Law firms, whether offshore, onshore or international, are only as strong as the people they employ. Given the higher profile of offshore centres in global finance, the growing role of Asia – especially China – and the greater opportunities that this provides law firms in these jurisdictions, it makes sense that the game is no longer the same when it comes to bringing legal talent offshore.

In terms of what he looks for when recruiting, Culshaw says candidates should offer a combination of solid professional fundamentals, a wide professional network and cross-cultural skills.

“I view recruiting people as my most important role and am looking for driven, intelligent individuals with strong technical legal skills,” he says. “Useful connections are a secondary consideration and language skills are increasingly important, particularly in terms of PRC clients requiring Mandarin-speaking lawyers.”

Lamb says that years ago, it was relatively difficult to get the kind of quality people the firm needs. Because of the complex nature of the transactions in which Conyers is involved, these people tend to come from Magic Circle firms and typically from the City of London or other major financial centres.

“We have to take people from a Commonwealth jurisdiction because otherwise, they have to sit exams in order to get qualified,” says Lamb. “They’ve always had a good traditional career route in their home market, but the position has changed recently.”

There are two major reasons why working offshore has become more attractive to lawyers, he says.

First, the quality of work is highly attractive, and lawyers are finding offshore work options more attractive than before. Second, but still very important, is the issue of quality of life.

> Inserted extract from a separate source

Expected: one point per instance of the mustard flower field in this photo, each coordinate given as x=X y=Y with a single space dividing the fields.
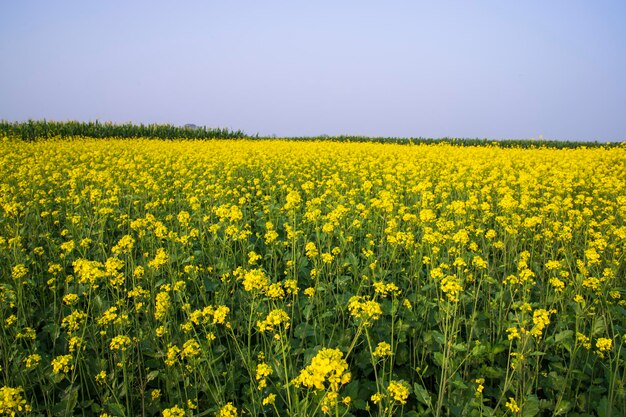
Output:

“To be honest, we’re lawyers and we work long hours,” says Lamb. “Typically, I work 12-hour days – starting at eight and leaving the office around eight o’clock at night. It may not be seven days a week, but it’s at least five. Quite often, because I’m co-chair, I will have other work to do on weekends or in the evenings as well, so it’s by no means easy. But nevertheless, I think especially if you go to one of the islands, like Cayman, Bermuda or BVI, at least you’ll find that the lifestyle there is a lot more relaxed than London or Hong Kong!”